After a Dazzling Second Quarter, Amgen Develops Strategy to Deal With Upcoming Biosimilar Competition

Two Bay Area Diagnostic Companies Win Amgen's Golden Ticket

August 11, 2016
By Mark Terry, BioSpace.com Breaking News Staff

Thousand Oaks, California-based Amgen provided its second-quarter financial results on July 27, and the company is having a very good year so far, although there appears to be some dark clouds on the horizon. With competition in the near-future from biosimilars and generics, here’s a look at what the company appears to be doing to deal with the threat.

The second quarter revenues increased by 6 percent from the second quarter of 2015 to $5.7 billion. They were primarily driven by a 5 percent increase in Enbrel, Prolia, Kyprolis and Xgeva sales. Enbrel rose by 10 percent, Aranesp by 5 percent, Prolia by 30 percent, Sensipar/Mimpara by 13 percent, Xgeva by 15 percent, Epogen by 33 percent, Neupogen by 23 percent, and Kyprolis by a staggering 45 percent, and Blincyto by an even more impressive 76 percent.

The company updated its 2016 guidance, projecting total revenues of $22.5 to $22.8 billion, increased from $22.2 to $22.6 billion.

Much of the company’s success is related to sales of Enbrel, which accounts for about 25 percent of company revenue, and is expected to have $1.4 billion sales in the second quarter of this year.
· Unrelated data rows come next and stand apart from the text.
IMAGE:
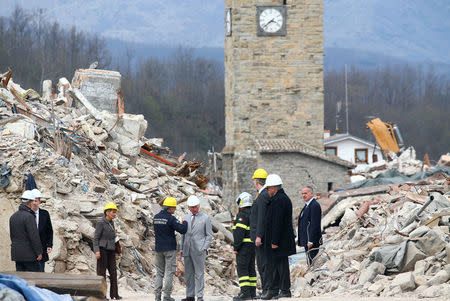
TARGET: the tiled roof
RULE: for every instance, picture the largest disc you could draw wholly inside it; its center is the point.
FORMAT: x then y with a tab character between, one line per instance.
294	146
340	137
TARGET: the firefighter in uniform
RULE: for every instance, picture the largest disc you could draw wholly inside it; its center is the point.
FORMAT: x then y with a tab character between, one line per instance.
244	249
165	225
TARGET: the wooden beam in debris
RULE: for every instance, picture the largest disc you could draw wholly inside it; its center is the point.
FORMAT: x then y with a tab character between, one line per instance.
78	95
120	103
19	98
75	285
156	157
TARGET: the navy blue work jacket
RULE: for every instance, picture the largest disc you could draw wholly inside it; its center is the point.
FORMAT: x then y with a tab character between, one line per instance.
165	225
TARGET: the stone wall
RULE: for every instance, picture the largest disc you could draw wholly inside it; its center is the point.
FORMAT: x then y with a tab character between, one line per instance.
237	171
99	87
298	170
274	85
295	169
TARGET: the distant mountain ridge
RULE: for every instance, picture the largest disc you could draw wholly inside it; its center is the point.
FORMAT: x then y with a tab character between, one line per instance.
410	30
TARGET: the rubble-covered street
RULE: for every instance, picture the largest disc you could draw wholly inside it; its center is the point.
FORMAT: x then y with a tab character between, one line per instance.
83	158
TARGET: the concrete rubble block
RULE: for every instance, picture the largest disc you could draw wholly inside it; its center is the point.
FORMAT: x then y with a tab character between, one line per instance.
413	254
299	286
421	280
22	127
435	291
405	281
379	285
369	274
441	277
421	266
46	90
447	253
336	263
223	217
99	87
127	146
348	218
128	212
432	240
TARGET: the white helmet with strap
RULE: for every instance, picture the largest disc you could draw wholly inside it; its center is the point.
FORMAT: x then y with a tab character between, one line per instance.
244	200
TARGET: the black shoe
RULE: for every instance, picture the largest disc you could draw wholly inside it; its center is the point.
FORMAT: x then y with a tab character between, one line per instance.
242	297
284	295
269	295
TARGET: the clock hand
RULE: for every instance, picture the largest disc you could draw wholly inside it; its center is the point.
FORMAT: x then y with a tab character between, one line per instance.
267	24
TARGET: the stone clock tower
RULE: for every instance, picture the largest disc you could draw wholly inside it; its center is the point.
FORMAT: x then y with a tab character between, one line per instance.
274	112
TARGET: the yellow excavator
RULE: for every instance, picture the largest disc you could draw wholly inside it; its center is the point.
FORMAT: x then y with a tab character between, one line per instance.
387	135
But that’s where the biggest threat is. Samsung Bioepis and Biogen launched a biosimilar to Enbrel, Benepali, in Europe in January 2015. Samsung Bioepis and Merck launched a biosimilar of Enbrel called Brenzys, in South Korea in September 2015.

Enbrel was developed by Amgen but licensed to Pfizer outside the U.S. Johnson & Johnson has a similar drug, Remicade, and it’s facing biosimilar competition in Europe from Hospira and Celltrion .

Although Amgen has indicated it feels its U.S. competition may be covered by its patent protection, a U.S. Food and Drug Administration (FDA) advisory committee has recommended a biosimilar of Enbrel manufactured by Novartis be approved for all reference indications.

So what is Amgen doing to fend off all this competition?

Amgen is collaborating with Allergan to develop and market four biosimilars of Avastin, Herceptin, Rituxan/Mabthera, and Erbitux.

The company has invested $12.7 billion in the last three years to develop its pipeline into oncology/hematology, cardiovascular disease, inflammation, bone health, nephrology and neuroscience.

In terms of current products and pipeline programs, the company is expecting data from a Phase III trial of Repatha on atherosclerotic disease in the second half of this year, and an event driven Phase III study of Repatha on cardiovascular outcomes is expected in the first quarter of 2017. That has the possibility of having a major effect. Although the drug has shown it can lower cholesterol, so far the connection to a decrease in heart attacks and strokes hasn’t been made, which has made it easier for payers to put off paying for the drug.

Amgen is also expecting data from a Phase III study of Kyprolis versus bortezomib in newly diagnosed, transplant ineligible multiple myeloma patients in the second half of this year.

Last month, the company submitted a Biologics License Application for romosozumab to treat osteoporosis in postmenopausal women to the FDA. At the same time, primary data analysis was completed for a Phase III trial on the efficacy and safety of ABP 980 with transtuzumab in patients with human epidermal growth factor receptor 2-positive early breast cancer.

Amgen is currently trading for $172.38, having jumped 13 percent in July.

The Motley Fool notes, “Higher demand for key therapeutics and operating margin expansion tied to its extensive cost cuts propelled Amgen’s EPS higher. … Amgen has a strong late-stage pipeline that could still yield, including its biosimilar program, around a dozen new drug launches in the coming years. In other words, Amgen appears well on its way to sustained growth and operating margins in excess of 50 percent.”